The film opens by comparing the contemporary US to the Roman Empire in its terminal days of decline. Reality TV and wrestling, Moore argues, are the new equivalent to the "bread and circuses" during the time of the Caesars.

Capitalism: A Love Story isn't really about American decline, though. It's about renewal too. Moore makes fiery attacks on "condo vultures" (property speculators preying on home owners who lose their houses), Goldman Sachs bankers (who seemingly still hold the levers of American power) and deregulators from the Reagan era. We hear shocking stories about how poorly airline pilots are paid and how this puts passengers' safety at risk. Moore rails against bankers who have tried to turn his beloved America into "a plutonomy," a society in which the 1 per cent of the very, very rich lord it over the rest of the population. He bemoans the bank bailouts as a corporate coup d'etat and tries to work out where all the taxpayer money has gone. We hear the shocking story of the privatised juvenile detention centre whose owners made fortunes locking up youngsters on minor misdemeanours.

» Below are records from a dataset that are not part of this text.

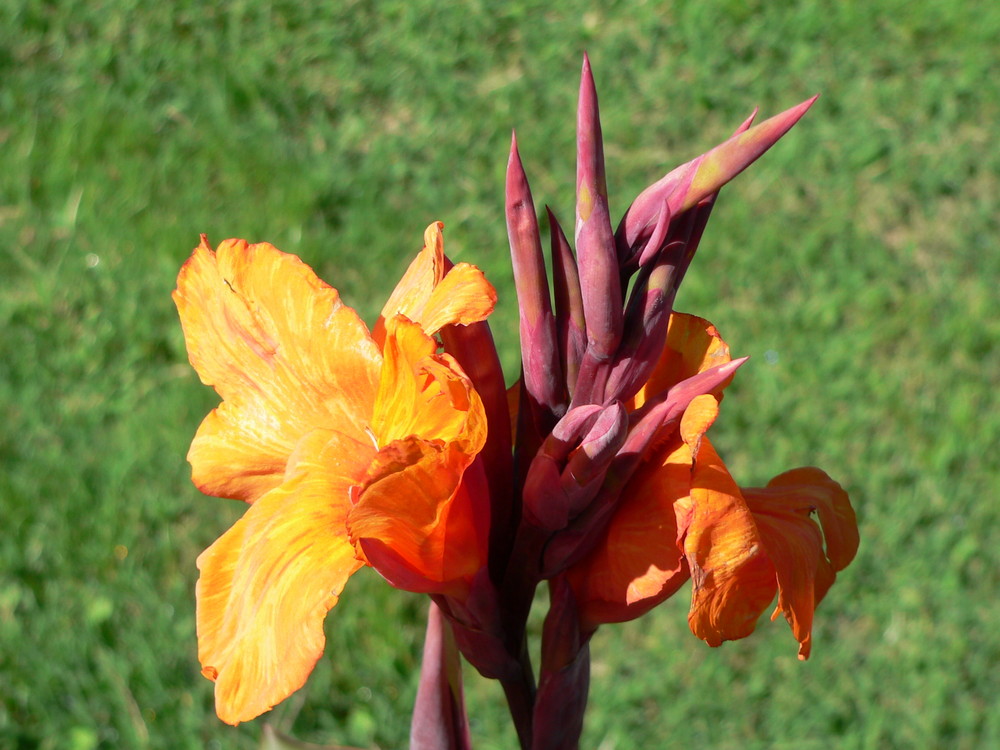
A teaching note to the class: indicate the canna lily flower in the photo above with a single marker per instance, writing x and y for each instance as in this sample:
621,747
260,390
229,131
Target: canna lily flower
352,448
624,494
683,517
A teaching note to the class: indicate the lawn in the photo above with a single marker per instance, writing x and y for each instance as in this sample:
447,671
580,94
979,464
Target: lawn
857,263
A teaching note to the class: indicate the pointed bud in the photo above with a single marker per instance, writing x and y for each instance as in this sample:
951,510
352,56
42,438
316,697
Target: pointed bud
690,183
543,382
595,246
654,422
571,325
568,469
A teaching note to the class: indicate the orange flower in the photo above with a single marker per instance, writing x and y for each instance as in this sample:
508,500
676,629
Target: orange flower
682,516
352,447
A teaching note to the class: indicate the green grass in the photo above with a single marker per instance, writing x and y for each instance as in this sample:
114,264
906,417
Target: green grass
857,262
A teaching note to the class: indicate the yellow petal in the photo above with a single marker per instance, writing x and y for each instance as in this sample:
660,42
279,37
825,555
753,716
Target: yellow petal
425,394
267,583
284,353
433,293
411,519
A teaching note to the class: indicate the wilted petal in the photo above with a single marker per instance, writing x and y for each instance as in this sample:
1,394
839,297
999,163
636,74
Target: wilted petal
286,355
746,546
783,512
267,583
733,577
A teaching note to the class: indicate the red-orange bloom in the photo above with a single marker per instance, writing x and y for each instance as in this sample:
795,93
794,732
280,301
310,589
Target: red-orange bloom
683,516
351,447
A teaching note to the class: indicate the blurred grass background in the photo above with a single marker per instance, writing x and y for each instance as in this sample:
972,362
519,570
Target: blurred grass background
857,262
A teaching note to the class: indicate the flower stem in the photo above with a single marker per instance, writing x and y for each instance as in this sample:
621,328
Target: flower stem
520,692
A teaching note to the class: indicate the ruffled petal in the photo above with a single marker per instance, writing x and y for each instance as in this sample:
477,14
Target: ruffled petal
425,394
422,519
284,353
414,523
733,577
267,583
433,293
638,564
693,345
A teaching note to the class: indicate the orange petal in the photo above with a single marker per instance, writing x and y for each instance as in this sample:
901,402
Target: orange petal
425,394
267,583
783,512
284,353
638,564
410,519
733,578
434,294
419,524
693,345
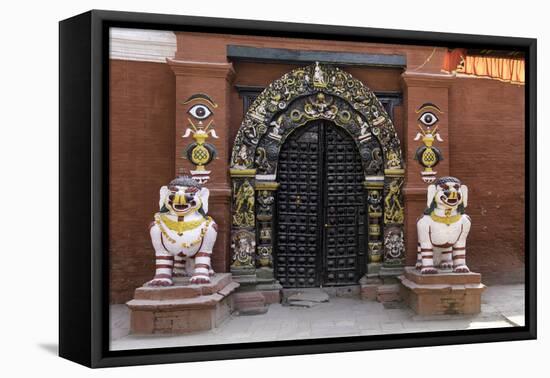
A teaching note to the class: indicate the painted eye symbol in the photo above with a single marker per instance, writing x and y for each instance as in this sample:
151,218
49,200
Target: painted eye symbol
200,111
428,119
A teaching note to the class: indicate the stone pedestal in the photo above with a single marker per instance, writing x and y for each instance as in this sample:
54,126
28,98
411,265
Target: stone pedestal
182,308
442,293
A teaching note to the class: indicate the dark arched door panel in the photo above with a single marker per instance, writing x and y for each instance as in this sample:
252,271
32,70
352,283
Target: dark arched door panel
321,214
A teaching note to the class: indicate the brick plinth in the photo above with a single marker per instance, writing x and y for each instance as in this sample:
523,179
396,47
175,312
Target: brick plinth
182,308
443,293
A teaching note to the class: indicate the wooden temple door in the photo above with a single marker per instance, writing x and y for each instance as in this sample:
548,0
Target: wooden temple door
321,209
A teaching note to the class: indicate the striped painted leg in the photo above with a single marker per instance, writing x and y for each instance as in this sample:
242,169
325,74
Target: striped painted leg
163,273
459,260
179,265
446,259
418,265
427,253
202,268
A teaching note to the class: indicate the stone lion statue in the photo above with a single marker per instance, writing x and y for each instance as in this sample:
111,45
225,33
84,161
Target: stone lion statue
443,229
182,234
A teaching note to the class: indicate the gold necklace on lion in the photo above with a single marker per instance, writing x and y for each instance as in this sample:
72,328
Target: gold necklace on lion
181,227
448,219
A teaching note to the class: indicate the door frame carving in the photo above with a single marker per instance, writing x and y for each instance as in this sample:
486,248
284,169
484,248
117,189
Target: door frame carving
317,91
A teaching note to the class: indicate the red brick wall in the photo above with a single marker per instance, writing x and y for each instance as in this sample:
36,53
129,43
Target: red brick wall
141,160
487,137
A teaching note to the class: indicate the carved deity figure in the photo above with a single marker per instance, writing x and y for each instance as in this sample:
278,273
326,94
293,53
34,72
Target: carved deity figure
182,234
443,229
244,205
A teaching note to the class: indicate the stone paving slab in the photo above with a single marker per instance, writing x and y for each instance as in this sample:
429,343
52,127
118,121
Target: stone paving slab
502,306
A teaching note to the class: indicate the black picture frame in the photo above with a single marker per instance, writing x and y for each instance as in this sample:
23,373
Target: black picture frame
84,192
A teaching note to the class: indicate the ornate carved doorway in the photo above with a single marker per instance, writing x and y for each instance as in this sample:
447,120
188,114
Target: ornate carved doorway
351,166
321,215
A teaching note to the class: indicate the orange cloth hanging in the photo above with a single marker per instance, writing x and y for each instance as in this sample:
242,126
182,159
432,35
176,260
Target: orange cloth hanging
506,69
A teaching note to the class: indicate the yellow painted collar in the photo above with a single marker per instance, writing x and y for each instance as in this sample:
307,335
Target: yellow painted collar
181,227
447,220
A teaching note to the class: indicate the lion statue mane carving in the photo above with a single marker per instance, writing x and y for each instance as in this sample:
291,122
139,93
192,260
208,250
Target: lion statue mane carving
443,229
182,234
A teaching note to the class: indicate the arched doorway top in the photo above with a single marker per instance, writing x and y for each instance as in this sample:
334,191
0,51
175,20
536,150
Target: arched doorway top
308,81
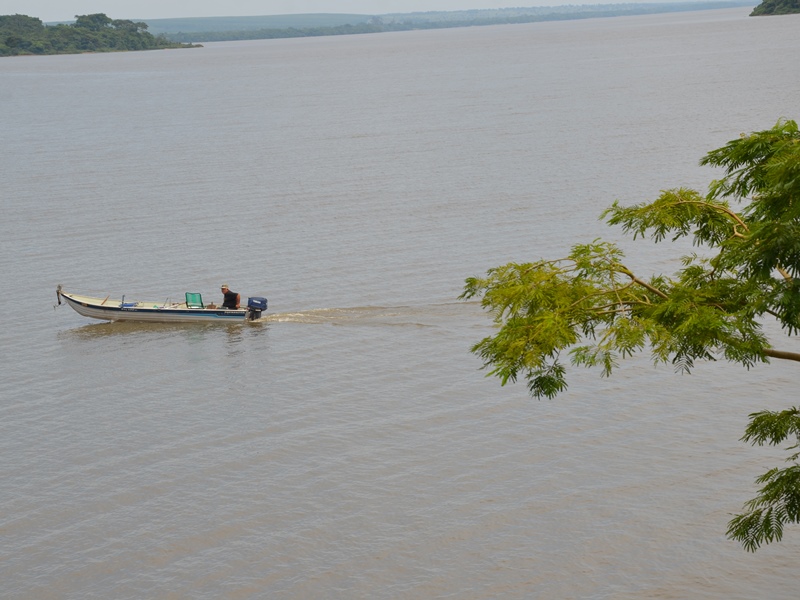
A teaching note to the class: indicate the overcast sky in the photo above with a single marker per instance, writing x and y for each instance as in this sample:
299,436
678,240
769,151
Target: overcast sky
65,10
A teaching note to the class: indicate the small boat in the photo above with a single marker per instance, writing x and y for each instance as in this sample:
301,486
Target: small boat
192,310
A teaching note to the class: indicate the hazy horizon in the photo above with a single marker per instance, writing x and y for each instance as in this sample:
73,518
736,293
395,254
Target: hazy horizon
58,10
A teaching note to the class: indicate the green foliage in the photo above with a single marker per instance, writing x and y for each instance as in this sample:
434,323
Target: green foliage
776,7
20,34
591,308
778,502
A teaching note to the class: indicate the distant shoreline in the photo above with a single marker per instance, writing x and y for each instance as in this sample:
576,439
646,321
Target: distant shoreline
208,29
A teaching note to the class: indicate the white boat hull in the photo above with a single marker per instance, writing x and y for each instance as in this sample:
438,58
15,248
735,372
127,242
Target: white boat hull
151,312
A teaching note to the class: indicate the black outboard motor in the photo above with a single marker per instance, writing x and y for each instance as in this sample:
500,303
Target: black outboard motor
254,308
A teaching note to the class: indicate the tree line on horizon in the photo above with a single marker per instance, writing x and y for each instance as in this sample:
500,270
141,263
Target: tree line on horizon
447,19
24,35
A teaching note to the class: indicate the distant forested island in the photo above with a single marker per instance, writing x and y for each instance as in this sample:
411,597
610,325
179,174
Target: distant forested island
211,29
776,7
20,35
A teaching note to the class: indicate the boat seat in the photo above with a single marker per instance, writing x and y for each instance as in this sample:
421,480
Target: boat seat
194,300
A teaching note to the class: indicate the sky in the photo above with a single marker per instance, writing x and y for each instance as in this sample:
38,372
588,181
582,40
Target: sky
65,10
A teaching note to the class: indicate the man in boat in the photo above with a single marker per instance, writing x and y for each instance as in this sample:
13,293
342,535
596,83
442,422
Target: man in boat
231,298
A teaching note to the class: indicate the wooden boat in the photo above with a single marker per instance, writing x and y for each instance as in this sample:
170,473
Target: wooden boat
190,311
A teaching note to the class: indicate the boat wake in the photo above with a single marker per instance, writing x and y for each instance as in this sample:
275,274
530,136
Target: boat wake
417,316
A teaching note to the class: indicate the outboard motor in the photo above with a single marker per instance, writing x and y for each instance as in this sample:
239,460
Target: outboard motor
254,308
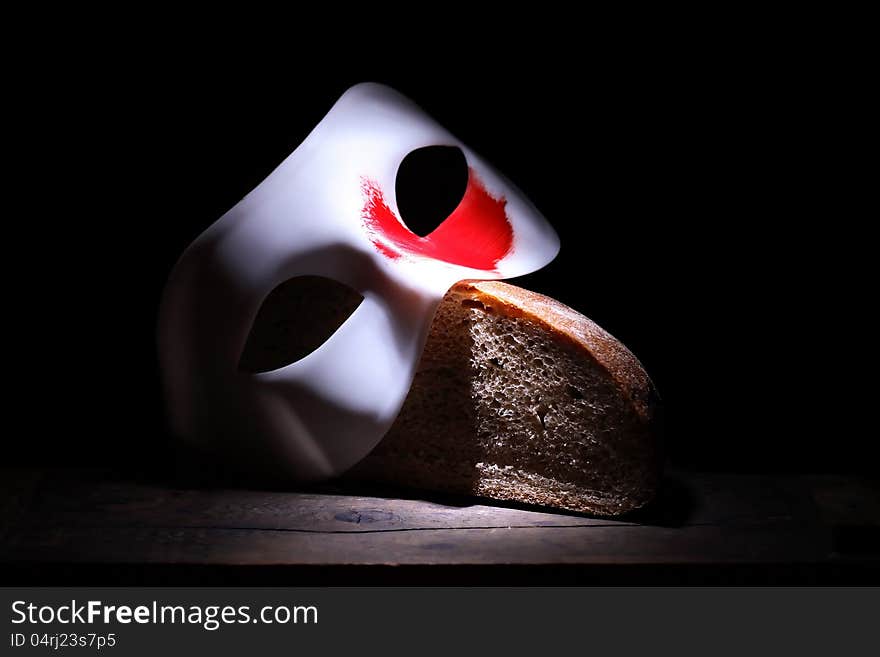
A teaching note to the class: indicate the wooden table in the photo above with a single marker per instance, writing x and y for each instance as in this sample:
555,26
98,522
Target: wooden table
89,527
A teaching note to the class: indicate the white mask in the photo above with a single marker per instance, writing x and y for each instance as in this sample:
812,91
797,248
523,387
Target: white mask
330,210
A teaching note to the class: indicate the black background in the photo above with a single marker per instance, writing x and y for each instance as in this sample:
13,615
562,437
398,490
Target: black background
691,175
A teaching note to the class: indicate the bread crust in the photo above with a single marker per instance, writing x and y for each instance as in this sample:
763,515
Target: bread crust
578,331
597,450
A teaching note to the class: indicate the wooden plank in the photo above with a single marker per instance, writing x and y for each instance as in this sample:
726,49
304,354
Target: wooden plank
531,545
71,517
698,500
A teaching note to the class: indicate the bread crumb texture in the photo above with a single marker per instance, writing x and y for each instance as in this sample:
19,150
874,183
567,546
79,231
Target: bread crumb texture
518,397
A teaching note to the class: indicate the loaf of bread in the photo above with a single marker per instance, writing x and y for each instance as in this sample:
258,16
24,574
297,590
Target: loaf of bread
518,397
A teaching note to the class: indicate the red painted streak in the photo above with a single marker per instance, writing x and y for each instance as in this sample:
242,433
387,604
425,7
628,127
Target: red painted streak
477,234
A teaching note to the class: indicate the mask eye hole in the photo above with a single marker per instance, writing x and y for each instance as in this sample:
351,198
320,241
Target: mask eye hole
297,317
430,184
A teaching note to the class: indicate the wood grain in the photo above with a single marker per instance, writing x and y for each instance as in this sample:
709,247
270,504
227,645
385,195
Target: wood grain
77,517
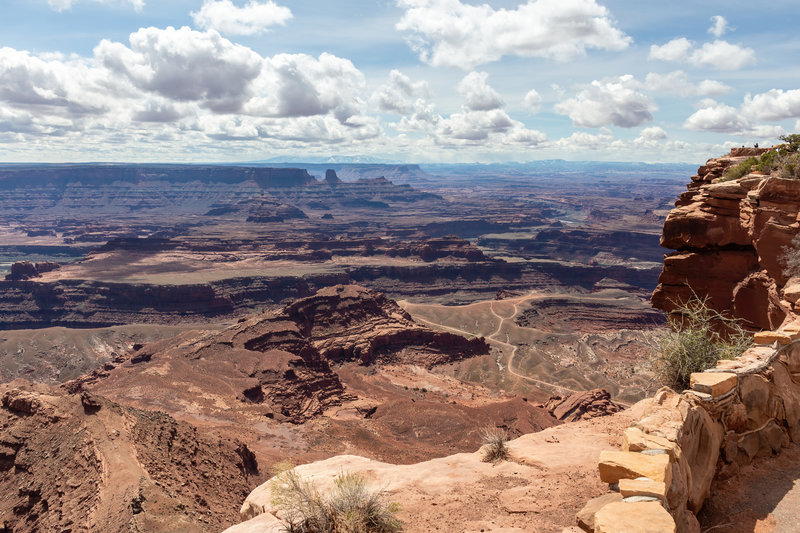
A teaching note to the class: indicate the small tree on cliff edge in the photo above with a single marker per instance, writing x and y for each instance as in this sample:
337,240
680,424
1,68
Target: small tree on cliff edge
695,343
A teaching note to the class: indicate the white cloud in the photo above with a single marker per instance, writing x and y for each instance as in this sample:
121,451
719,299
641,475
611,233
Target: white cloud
185,65
775,104
719,54
298,85
581,141
712,88
677,82
397,96
62,5
185,85
718,26
451,33
653,133
533,101
651,138
718,117
479,95
723,55
771,106
616,101
255,17
675,50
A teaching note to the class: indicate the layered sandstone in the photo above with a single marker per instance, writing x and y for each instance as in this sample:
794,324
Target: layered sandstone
729,238
83,463
278,365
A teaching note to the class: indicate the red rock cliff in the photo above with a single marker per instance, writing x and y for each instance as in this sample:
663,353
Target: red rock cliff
729,238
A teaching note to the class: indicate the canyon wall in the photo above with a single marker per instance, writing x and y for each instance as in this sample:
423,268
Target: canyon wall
742,409
729,238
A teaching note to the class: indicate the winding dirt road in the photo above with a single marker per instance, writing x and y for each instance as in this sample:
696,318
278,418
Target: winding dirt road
492,338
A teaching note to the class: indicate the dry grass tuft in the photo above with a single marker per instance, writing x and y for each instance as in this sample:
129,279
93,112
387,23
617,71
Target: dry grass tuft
350,507
495,440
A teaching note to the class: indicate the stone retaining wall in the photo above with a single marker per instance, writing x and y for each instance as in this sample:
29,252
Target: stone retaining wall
744,408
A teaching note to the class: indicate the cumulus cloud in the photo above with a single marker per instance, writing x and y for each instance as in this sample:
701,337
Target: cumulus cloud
62,5
677,82
718,54
255,17
718,26
451,33
399,94
653,133
723,55
532,101
674,50
185,65
616,101
298,85
169,82
718,117
750,117
775,104
477,92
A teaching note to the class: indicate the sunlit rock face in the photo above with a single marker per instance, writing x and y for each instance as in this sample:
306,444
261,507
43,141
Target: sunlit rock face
729,238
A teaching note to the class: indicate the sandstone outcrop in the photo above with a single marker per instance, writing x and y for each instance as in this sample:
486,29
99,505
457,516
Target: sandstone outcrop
743,409
24,270
582,405
730,237
280,364
539,488
83,463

This is all familiar stuff. Moore delivers his arguments in his usual scattergun fashion, mixing archive footage, interviews, sarcastic voice-overs and his own interventions. (He spends a lot of time on Wall Street trying to make citizen's arrests of bankers.) When you unpick the rousing rhetoric you quickly realise that contradictions and syllogisms abound. Coherence isn't his strong point. Even so, this is moving and entertaining fare.

Alongside the attacks on the capitalist fat cats, Moore celebrates Americans who've fought back: workers who stage sit-ins, local residents who stop foreclosures, priests and economic gurus who speak out against the evils of capitalism. There's no mention of Marx. Instead, Moore extols a version of American democracy embodied by Presidents like Roosevelt and Carter who had a basic sense of decency and fair play. The director sometimes seems naïve and sentimental. Nonetheless, he makes it clear throughout that this is his own story as much as it is that of his troubled country. We see home movie footage of Moore, enjoying what seemed to be a halcyon, all-American childhood – a time of near full employment when workers were treated decently and the old, pre-Reagan social contract was still in place. We then see the filmmaker and his dad visiting the ruins of the old factory where Moore Sr used to work.

"When I was young, I wanted to be a priest," the filmmaker declares at one stage. In a sense, that is what he has become, with film as his pulpit. At his worst, he can be a hectoring and overbearing figure. Here, though, there is humour and pathos in his sermonising. He is an entertainer as well as a would-be prophet.